Il Tribunale dell’Unione europea ha oggi confermato la multa “stratosferica” da 1,06 miliardi inflitta a Intel per aver abusato della sua posizione dominante sul mercato dei processori x86 tra il 2002 e il 2007. respngendo integralmente il ricorso presentato dalla società contro la decisione della Commissione europea.
L’esecutivo comunitario nel maggio 2009 aveva inflitto al produttore americano di microprocessori un’ammenda di 1,06 miliardi di euro per aver abusato della sua posizione dominante sul mercato dei processori x86 (che sono componenti essenziali, sono il ‘cervello’ di un pc), in violazione delle regole di concorrenza dell’Unione europea e dello Spazio economico europeo (SEE). Secondo la Commissione, Intel, che detenva almeno il 70% del mercato, ha abusato della sua posizione dominante mettendo in atto una strategia volta a estromettere dal mercato il suo unico concorrente effettivo, Advanced Micro Devices, Inc. (AMD), in quanto “era un fornitore di processori x86 imprescindibile, non avendo i clienti altra scelta che quella di rifornirsi presso tale società per soddisfare una parte del loro fabbisogno”.
Intel ha applicato a quattro importanti produttori di computer (Dell, Lenovo, HP et NEC) sconti condizionati al fatto che questi si rifornissero da lei per tutto, o quasi tutto, il loro fabbisogno di processori x86. Allo stesso modo, Intel ha accordato pagamenti a Media Saturn sottoposti alla condizione che quest’ultima vendesse esclusivamente computer dotati di processori x86 di Intel.
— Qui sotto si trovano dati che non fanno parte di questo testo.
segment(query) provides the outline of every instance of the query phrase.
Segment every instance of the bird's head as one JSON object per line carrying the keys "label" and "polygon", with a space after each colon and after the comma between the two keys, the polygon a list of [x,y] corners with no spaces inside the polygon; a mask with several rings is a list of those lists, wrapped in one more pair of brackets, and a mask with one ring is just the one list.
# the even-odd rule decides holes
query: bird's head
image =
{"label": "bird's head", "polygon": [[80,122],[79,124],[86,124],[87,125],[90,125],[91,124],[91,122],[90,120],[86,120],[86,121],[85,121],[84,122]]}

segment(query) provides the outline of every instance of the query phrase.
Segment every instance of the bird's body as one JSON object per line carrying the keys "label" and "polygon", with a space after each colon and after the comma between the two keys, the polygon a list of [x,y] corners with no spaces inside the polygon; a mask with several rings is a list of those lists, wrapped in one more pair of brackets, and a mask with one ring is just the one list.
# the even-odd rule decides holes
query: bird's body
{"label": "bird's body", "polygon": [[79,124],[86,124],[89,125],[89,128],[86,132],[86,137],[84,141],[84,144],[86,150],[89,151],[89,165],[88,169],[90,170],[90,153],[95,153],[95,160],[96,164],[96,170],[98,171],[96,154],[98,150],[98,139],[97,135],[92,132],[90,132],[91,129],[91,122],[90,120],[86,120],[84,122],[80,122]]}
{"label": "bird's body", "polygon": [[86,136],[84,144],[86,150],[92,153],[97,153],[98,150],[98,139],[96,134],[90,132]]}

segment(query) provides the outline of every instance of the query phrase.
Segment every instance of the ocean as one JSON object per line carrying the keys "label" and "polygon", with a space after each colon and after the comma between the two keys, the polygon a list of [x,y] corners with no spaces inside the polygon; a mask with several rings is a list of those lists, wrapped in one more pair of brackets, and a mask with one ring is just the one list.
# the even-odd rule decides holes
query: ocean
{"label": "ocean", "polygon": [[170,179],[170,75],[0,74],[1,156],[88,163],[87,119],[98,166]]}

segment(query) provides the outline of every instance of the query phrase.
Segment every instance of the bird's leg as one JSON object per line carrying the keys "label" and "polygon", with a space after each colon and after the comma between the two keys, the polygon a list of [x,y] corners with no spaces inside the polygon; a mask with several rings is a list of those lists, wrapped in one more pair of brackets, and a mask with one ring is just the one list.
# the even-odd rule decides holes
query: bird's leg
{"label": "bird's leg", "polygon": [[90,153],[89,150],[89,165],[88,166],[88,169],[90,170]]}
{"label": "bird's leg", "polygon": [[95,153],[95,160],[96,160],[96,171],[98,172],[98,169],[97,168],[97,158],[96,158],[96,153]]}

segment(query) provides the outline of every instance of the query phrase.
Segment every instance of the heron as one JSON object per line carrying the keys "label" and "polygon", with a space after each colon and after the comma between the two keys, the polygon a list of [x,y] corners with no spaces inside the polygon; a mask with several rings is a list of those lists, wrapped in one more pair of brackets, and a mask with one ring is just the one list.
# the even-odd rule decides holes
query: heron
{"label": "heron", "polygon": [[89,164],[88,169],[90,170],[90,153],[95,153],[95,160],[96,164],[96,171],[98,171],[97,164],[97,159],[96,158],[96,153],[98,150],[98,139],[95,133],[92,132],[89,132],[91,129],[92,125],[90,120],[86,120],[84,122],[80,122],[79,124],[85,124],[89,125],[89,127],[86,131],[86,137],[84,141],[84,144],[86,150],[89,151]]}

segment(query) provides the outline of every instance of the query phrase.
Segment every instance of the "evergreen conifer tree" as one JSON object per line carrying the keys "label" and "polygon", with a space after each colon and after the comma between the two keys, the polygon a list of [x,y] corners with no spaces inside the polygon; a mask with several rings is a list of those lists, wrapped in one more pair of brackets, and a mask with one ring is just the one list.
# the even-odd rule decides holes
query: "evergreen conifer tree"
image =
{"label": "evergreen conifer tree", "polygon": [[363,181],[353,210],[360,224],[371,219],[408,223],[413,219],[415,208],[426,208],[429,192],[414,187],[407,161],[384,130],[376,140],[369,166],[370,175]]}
Secondo la Commissione, tali sconti e pagamenti hanno garantito la fedeltà dei quattro produttori sopra menzionati e di Media Saturn e, in tal modo, “hanno ridotto in modo significativo la capacità dei concorrenti di Intel di competere grazie ai meriti dei loro processori x86. Il comportamento anticoncorrenziale di Intel ha quindi contribuito a ridurre la scelta offerta ai consumatori nonché gli incentivi all’innovazione”. Inoltre, Intel, dice la Commissione, ha accordato a tre produttori di computer (HP, Acer e Lenovo) pagamenti “subordinati alla condizione che essi differissero o annullassero il lancio di prodotti dotati di processori di AMD e/o ne limitassero la distribuzione”.
Da Bruxelles dunque partì l’ordine di cessare il comportamento e di pagare l’ammenda miliardaria, decisione contro la quale Intel ha fatto ricorso, integralmente respinto dal Tribunale. La società ha ora due mesi di tempo per proporre un’impugnazione davanti alla Cote di Giustia dell’Unione.
Secondo il Tribunale “gli sconti applicati a Dell, HP, NEC e Lenovo sono sconti di esclusiva. Sconti di questo tipo – ove siano accordati da un’impresa in posizione dominante ̶ sono incompatibili con l’obiettivo di una concorrenza non falsata nel mercato comune”. Infatti, salvo circostanze eccezionali, non si basano su una prestazione economica idonea a giustificare un tale vantaggio finanziario, ma “mirano a sopprimere o a restringere la possibilità per l’acquirente di scegliere liberamente le proprie fonti di approvvigionamento e a bloccare l’accesso al mercato agli altri produttori”. Questo tipo di sconto costituisce, sostiene il Tribunale, un abuso di posizione dominante qualora non sussista alcuna giustificazione obiettiva per la sua applicazione.
Per i magistrati comunitari poi i pagamenti effettuati in favore di HP, Acer e Lenovo allo scopo di ritardare, di annullare o di restringere la distribuzione di alcuni prodotti dotati di processori AMD, “erano tali da ostacolare l’accesso di AMD al mercato”.
Infine, secondo Tribunale, benchè Intel ne contesti la conguità, l’ammenda “è adeguata alle circostanze”. La Commissione ha fissato la percentuale del valore delle vendite determinata in base alla gravità nella misura del 5%, che si colloca nella fascia bassa della scala, la quale può arrivare fino al 30%. Peraltro, l’ammenda equivale al 4,15% del fatturato annuo di Intel, quindi si colloca al di sotto del tetto massimo previsto del 10%.